The shape of KF94 masks are different from N95 masks, too. Collins describes it as having a "boat-style design," with a wide band that wraps around the center of the mask. N95 masks, on the other hand, have either a cup or duck bill style. "The KF94 mask hits a much wider distribution of faces due to its shape," Collins says.
What do doctors think of KF94 masks?
Experts say they're worth trying. "Clearly, we need good masks now," Rajeev Fernando, MD, an infectious disease physician working in field hospitals across the country, tells Health. "N95 is the gold standard, followed closely by the KN95 and KF94."
But Dr. Adalja points out that KF94 masks—along with N95s and KN95s—can be harder to breathe in than cloth face masks. "They're more difficult to wear," he says, adding, "I don't think that the general public needs to wear a mask at this filtration level." Still, he says, a KF94 "doesn't take away from hospital supplies," which is important for the medical community.

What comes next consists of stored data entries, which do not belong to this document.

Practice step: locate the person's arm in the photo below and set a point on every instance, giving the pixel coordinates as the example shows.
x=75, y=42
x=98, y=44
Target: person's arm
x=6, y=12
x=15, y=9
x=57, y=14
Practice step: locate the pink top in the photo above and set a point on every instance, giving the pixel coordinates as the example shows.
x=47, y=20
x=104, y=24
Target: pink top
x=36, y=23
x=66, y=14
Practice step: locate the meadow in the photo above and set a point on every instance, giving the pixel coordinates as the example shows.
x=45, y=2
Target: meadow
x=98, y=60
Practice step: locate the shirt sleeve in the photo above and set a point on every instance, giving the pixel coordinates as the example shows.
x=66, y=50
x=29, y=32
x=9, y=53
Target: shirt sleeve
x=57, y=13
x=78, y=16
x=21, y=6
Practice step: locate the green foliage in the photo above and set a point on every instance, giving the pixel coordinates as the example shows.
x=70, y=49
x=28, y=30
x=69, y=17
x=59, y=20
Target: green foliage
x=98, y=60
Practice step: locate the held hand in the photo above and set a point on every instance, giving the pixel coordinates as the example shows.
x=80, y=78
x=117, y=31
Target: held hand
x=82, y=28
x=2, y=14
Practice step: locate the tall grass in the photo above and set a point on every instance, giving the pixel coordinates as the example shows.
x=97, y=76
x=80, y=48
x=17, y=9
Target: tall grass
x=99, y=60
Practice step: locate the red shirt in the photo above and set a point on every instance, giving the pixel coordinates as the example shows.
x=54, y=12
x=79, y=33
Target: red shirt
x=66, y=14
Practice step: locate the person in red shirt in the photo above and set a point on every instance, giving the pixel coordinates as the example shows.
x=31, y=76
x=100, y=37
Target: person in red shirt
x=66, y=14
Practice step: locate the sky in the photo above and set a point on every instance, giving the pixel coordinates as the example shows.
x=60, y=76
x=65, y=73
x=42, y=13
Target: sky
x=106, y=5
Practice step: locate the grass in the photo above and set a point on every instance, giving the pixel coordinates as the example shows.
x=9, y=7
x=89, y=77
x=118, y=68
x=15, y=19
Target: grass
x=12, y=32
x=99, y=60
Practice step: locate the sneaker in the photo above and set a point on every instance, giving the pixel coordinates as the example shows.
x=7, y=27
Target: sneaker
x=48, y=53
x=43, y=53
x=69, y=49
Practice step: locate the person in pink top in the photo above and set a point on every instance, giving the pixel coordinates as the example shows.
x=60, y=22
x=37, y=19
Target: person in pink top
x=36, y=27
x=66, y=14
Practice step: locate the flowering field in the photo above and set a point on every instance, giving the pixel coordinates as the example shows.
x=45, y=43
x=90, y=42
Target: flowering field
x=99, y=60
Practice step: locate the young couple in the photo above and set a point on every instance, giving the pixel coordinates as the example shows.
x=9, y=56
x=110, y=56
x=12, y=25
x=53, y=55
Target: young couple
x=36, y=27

In general, Dr. Andrabi says that "wearing masks help slow the spread of COVID-19" and the KF94 mask is "another type of mask that is available to the public." KF94 masks aren't perfect, though. "They don't last as long as a cloth mask and cannot be washed," Dr. Andrabi. But, she adds, "The most important thing is to 'mask up,' so wearing the mask you feel comfortable keeping on is of utmost importance."
How to buy KF94 masks
There are some KF94 masks for sale at Amazon, but Collins is concerned about potential counterfeits, given that this has been a problem for the site with other mask styles. "Amazon doesn't have any method of qualifying the vendor," he points out. "But, if you go to Target, Walmart, Lowe's, Ace Hardware, or a store like that, you know there was someone affiliated with the company who purchased those."
Right now, major retailers don't sell KF94 masks due to an export ban from South Korea that lasted until the end of July, Collins says, adding, "we're just now starting to see them come in."
Bizarrely enough, Collins says his tests have found the highest quality KF94 masks through Korean beauty websites like BeHealthyUSA.net. "These sites are the first to import these masks in the US," he says.
Pro tip, per Collins if you decide to try out KF94 masks: Do a small order and make sure the masks fit your face before ordering more. "If you find out they don't fit, you're going to be left with 99 other masks that don't work for you," he says.
The information in this story is accurate as of press time. However, as the situation surrounding COVID-19 continues to evolve, it's possible that some data have changed since publication. While Health is trying to keep our stories as up-to-date as possible, we also encourage readers to stay informed on news and recommendations for their own communities by using the CDC, WHO, and their local public health department as resources.